小麦干旱记忆相关miRNA的鉴定及其生物学功能研究

Drought memory, which is a conservative stress resistance mechanism, is developed during long-term evolution of plants under abiotic stresses. Understanding the mechanisms of wheat drought memory (drought exercise) and its functional traits is crucial for improving wheat drought resistance and ensuring wheat production. However, little information is available regarding which miRNAs are activated by memory functions during the drought-rehydration-drought process for wheat, and what are the main miRNAs participate in regulatory networks in response to drought stresses? Furthermore, what are the biological functions of candidate miRNAs, and do these miRNAs improved the drought resistance of crops? These questions are also need to be addressed. Here, this study will be performed with the following three objectives: (1) to systematically identify wheat miRNAs related to drought memory and its target genes by using high-throughput sequencing. Moreover, key miRNAs will be screened on the base of target genes and co-expression regulatory networks; (2) to explore the spatial and temporal expression patterns of miRNAs and target genes by using Northern blot and qPCR techniques; (3) to investigate biological functions of the key miRNAs by constructing the STTM(over-expression vector). Collectively, the goal of this study is to elucidate the molecular mechanism of drought memory in wheat. Additionally, the results are of important significance and will provide scientific evidences for improving the drought resistance of wheat.

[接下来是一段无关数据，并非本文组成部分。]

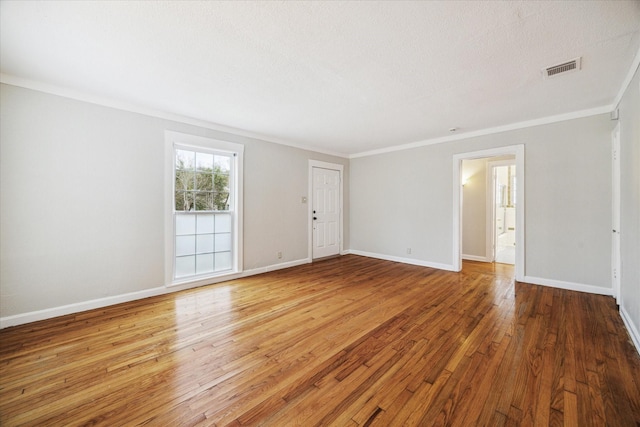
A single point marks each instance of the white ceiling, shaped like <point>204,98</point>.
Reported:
<point>341,77</point>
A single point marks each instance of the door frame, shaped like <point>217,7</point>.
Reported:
<point>331,166</point>
<point>519,152</point>
<point>616,264</point>
<point>491,204</point>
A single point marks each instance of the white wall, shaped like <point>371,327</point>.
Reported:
<point>630,206</point>
<point>404,198</point>
<point>81,201</point>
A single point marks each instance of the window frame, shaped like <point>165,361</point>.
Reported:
<point>177,140</point>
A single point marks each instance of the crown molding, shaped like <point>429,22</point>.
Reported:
<point>489,131</point>
<point>151,112</point>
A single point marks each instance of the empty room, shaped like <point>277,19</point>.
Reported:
<point>373,213</point>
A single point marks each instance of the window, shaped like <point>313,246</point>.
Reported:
<point>205,213</point>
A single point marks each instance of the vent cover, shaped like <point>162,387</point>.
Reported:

干旱记忆是植物在长期进化过程中形成的保守性抗逆机制，深入理解小麦干旱记忆(干旱锻炼)的分子机制和生物学功能，对提高小麦的抗旱性、保障小麦生产具有重要科学意义。然而小麦干旱-复水-干旱过程中，干旱记忆功能激活了哪些miRNAs的表达，且它们又参与了哪些调控网络去响应干旱胁迫这一过程？以及小麦干旱记忆响应关键miRNAs具有哪些生物学功能，能否显著提高作物的抗旱能力？这些问题都有待回答。鉴于此，本项目拟首先采用高通量测序技术鉴定小麦干旱记忆相关miRNAs及其靶基因，并基于靶基因和共表达调控网络获得关键miRNAs；其次采用Northern blot和qPCR技术验证及明确候选miRNAs在小麦干旱胁迫记忆过程中的表达调控方式；最后构建STTM/过表达载体来研究小麦干旱记忆关键miRNAs的生物学功能。旨在阐明miRNAs参与调控小麦干旱记忆的作用机制，为小麦抗旱遗传改良提供科学依据。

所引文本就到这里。